Merriam–Webster's Dictionary of English Usage (MWDEU) has an entry for 'admit of'. It quotes Fowler (1926) pointing out "that the combination 'admit of' is more limited in application than it once was and that it usually takes a nonhuman subject" (emphasis mine).
MWDEU lists the following examples of use with a nonhuman subject:
[...] questions which, by their very nature, admit of no satifactory answer
(R. A. Posner, New Republic, 21 Aug. 2000)
They content that many words are absolutes that do not admit of comparison
The rule [...] admitted of some justification
(W. Raspberry, Springfield (Mass.) Union News, 20 Jan. 1989)
The problems of ecology [...] admit of rational solution
(A. Huxley, Center Mag., Sept. 1969)
It is a judgement that admits of no excuses
(B. Ehrenreich, N.Y. Times Book Rev., 14 Oct. 1990)

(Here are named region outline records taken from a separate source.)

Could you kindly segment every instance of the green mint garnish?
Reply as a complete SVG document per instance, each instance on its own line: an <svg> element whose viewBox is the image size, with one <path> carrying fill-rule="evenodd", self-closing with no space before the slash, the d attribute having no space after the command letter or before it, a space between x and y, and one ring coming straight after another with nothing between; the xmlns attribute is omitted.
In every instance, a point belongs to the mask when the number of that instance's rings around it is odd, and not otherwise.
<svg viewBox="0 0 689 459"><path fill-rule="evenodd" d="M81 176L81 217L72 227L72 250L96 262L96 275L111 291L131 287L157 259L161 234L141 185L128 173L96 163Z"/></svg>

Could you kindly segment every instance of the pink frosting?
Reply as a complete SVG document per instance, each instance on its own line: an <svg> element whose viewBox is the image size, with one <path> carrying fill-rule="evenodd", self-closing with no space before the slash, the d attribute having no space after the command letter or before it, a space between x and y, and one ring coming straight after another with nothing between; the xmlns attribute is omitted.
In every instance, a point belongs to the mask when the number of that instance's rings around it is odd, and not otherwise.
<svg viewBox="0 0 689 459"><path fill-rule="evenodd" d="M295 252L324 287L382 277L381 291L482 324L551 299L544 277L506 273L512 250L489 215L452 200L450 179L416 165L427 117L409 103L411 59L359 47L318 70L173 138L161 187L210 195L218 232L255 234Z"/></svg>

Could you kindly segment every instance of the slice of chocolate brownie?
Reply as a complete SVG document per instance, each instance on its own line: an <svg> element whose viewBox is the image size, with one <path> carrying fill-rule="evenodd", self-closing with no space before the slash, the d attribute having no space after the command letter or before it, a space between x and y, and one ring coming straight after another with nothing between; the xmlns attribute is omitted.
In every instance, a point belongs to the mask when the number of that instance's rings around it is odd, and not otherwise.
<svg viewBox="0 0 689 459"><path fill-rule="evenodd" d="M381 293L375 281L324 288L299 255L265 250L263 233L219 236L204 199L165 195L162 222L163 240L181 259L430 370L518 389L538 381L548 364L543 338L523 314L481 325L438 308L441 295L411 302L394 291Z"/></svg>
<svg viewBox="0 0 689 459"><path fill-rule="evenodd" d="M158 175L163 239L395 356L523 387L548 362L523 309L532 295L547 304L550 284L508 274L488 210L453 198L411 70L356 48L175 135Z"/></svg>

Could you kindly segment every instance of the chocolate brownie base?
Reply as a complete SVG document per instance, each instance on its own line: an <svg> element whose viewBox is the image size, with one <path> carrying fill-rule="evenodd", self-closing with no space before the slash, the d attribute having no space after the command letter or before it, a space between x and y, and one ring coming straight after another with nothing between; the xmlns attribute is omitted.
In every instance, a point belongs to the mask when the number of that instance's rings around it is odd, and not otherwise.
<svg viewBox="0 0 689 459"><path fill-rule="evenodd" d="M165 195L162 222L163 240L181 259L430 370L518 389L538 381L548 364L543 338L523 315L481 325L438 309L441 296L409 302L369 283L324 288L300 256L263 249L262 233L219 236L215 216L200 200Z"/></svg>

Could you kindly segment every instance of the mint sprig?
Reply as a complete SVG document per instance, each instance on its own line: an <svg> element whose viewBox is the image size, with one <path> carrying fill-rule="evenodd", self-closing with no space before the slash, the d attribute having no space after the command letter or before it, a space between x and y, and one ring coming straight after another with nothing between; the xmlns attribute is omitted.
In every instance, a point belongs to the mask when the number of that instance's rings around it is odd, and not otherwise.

and the following example of the rare usage with a personal subject:
But even they will admit of a number of amusing eccentricities
(S. Winchester, The Professor and the Madman, 1989)
Hence, to answer the OP's question, both sentences:
The question is too general to admit one answer.
The question is too general to admit of one answer.
have essentially the same meaning. Although the latter version is rarer, it has, as Fowler points out, a nonhuman subject.